非難の対象と定めた国内の政敵に対し、論理的に敵わず分が悪いと感じるやいなや、外国にご注進に行き、外国人に当該政敵を攻撃させ、その勢いに便乗しその政敵を葬ろうとするのである。
こうした行為は大韓民国が多用する、いわゆる〝告げ口外交〟と、その構造が全く同じであった。
こうした同じような行動パターンを、国境を越えた両者がともにとってしまうため、しばしばネット上では『ASH新聞は日本人が造っていない』と言われていた。
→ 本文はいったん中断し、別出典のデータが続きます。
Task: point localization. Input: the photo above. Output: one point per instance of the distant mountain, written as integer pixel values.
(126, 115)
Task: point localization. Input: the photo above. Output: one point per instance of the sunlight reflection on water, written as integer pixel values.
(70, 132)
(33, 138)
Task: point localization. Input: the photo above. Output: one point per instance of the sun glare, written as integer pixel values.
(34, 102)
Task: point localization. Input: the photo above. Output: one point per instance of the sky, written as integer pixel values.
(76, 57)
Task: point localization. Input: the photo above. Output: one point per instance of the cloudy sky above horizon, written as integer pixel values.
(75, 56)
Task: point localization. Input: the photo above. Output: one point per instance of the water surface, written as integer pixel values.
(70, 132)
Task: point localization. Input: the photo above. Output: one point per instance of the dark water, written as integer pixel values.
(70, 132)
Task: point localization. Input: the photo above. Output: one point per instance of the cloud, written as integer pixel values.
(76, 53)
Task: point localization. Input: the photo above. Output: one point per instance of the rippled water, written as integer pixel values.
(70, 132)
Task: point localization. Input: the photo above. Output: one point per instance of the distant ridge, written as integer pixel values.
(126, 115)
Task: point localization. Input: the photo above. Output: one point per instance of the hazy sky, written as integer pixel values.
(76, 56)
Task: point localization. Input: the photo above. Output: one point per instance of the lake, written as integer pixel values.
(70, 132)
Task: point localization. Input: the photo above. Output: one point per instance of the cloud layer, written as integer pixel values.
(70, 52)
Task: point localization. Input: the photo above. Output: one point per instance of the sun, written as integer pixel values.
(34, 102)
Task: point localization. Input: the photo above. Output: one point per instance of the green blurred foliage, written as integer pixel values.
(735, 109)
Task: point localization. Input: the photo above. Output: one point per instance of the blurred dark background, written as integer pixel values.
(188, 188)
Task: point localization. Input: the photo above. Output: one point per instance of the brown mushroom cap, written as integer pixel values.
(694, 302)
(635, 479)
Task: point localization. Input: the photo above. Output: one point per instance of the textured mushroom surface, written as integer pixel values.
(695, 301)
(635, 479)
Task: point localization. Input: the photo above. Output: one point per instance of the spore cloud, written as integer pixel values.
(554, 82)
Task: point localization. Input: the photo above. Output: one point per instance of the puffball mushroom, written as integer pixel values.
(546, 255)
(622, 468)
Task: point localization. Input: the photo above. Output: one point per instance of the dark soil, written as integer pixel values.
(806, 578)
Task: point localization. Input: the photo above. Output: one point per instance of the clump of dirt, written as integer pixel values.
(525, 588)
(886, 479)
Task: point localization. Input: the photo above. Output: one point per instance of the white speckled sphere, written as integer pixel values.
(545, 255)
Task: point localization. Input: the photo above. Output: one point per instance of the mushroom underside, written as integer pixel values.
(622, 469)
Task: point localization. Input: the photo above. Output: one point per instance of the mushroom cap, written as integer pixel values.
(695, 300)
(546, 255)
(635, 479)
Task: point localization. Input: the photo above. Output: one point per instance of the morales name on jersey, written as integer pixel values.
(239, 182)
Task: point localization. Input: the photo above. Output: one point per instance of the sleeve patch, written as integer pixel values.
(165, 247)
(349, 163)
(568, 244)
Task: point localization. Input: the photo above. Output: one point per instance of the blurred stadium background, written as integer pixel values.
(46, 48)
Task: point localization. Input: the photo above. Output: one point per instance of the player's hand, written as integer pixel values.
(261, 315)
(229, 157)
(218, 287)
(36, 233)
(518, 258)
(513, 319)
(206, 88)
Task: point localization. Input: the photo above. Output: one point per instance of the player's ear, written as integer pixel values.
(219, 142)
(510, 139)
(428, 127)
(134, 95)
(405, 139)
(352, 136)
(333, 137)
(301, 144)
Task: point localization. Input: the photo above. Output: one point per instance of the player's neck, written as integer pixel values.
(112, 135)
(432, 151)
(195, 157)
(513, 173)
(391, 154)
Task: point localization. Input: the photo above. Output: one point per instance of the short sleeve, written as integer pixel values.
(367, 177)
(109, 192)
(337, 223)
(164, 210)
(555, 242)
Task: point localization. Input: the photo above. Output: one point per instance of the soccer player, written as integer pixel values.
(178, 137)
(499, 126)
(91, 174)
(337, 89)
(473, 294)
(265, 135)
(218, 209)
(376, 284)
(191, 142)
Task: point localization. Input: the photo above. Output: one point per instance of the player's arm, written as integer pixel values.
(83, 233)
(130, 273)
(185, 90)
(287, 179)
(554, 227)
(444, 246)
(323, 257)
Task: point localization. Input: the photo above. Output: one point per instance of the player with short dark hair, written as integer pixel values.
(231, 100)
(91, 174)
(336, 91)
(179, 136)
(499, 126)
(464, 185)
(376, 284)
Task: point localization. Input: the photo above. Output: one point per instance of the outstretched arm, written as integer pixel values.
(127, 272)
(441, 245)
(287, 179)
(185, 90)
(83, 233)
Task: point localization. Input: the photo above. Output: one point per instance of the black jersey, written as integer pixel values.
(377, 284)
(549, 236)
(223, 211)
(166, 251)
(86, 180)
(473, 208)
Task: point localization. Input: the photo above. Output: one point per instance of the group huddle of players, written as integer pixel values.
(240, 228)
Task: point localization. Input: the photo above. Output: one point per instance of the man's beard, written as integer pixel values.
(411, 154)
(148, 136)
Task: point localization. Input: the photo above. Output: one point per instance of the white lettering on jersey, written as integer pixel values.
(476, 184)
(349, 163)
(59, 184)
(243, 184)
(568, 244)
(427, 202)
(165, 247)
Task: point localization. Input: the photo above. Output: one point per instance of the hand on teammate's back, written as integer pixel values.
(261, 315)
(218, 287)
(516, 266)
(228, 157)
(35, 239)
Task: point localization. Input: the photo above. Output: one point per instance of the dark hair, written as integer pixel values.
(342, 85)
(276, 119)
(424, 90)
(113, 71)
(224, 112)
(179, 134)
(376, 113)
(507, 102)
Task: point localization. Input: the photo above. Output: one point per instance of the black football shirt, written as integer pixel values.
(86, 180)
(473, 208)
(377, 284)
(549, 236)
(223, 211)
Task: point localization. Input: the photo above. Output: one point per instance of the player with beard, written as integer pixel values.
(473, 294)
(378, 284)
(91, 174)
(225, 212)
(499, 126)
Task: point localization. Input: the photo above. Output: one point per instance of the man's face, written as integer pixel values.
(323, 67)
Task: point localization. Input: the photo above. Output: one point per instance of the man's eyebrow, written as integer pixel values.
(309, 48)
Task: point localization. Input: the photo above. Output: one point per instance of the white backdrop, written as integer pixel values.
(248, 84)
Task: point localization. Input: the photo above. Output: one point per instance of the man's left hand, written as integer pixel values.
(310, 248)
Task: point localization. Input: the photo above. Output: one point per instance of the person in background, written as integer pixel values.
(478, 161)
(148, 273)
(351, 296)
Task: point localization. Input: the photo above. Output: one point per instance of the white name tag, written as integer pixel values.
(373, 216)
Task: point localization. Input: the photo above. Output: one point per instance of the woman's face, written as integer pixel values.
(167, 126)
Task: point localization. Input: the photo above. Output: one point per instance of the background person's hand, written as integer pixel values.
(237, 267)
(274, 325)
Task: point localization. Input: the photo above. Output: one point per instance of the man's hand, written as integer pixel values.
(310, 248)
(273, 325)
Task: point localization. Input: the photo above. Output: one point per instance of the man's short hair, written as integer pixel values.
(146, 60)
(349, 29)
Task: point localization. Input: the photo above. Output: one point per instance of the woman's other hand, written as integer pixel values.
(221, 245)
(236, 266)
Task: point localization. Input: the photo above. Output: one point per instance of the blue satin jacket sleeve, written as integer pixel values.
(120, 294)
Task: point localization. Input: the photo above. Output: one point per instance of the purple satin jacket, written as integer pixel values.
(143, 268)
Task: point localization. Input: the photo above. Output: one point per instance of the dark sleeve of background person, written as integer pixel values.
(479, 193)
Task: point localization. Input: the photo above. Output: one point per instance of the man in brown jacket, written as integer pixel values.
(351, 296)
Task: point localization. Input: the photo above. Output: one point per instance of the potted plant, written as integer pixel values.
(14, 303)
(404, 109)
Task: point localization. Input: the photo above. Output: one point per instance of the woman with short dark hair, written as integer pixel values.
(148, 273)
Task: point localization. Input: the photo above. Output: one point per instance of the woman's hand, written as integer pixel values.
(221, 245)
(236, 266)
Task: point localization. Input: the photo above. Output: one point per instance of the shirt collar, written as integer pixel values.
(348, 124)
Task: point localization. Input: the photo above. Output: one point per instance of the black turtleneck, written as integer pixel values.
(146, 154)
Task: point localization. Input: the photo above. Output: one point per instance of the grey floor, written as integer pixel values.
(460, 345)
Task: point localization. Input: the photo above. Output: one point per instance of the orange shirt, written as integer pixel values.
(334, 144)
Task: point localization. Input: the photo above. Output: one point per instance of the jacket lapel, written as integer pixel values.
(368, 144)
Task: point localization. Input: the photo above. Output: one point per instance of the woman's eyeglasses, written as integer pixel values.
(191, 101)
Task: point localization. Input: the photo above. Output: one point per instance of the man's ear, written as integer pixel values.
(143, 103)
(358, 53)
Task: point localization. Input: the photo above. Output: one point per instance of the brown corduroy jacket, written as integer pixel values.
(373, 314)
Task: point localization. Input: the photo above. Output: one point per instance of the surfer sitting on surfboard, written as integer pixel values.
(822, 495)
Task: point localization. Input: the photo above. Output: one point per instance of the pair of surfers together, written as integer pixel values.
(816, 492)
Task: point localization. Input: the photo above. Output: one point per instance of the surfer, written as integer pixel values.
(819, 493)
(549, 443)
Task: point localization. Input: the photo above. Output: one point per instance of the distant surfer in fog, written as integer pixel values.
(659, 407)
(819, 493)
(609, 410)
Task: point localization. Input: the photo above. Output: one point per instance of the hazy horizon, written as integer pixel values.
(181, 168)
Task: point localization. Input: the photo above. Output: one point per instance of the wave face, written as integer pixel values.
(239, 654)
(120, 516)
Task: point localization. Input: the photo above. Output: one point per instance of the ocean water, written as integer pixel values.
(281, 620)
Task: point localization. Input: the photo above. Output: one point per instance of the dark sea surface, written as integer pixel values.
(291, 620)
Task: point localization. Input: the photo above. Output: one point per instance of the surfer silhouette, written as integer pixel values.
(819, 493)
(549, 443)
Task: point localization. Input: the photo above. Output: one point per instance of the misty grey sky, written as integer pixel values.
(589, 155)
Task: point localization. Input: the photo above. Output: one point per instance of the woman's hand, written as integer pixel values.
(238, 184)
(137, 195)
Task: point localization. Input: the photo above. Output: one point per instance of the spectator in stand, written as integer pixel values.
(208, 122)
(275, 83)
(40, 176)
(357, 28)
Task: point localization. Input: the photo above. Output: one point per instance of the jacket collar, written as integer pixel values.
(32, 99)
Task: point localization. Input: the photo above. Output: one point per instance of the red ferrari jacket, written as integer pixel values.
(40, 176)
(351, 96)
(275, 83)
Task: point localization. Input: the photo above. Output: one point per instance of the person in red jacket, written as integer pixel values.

『最大の元凶要因が解っているのに誰も改めようとしない!』天狗騨記者は常々そのように考えていた。
(冗談じゃない。日本人が造ってるんだ!)
こうした行為について天狗騨は「『映画・風の谷のナウシカ』におけるペジテ市の市長並の愚行である!」と憤ってもいた。
「さて、もう午後七時も過ぎていますが、アメリカ人は残業を嫌っていたんじゃないですかね?」天狗騨が軽くジャブを放った。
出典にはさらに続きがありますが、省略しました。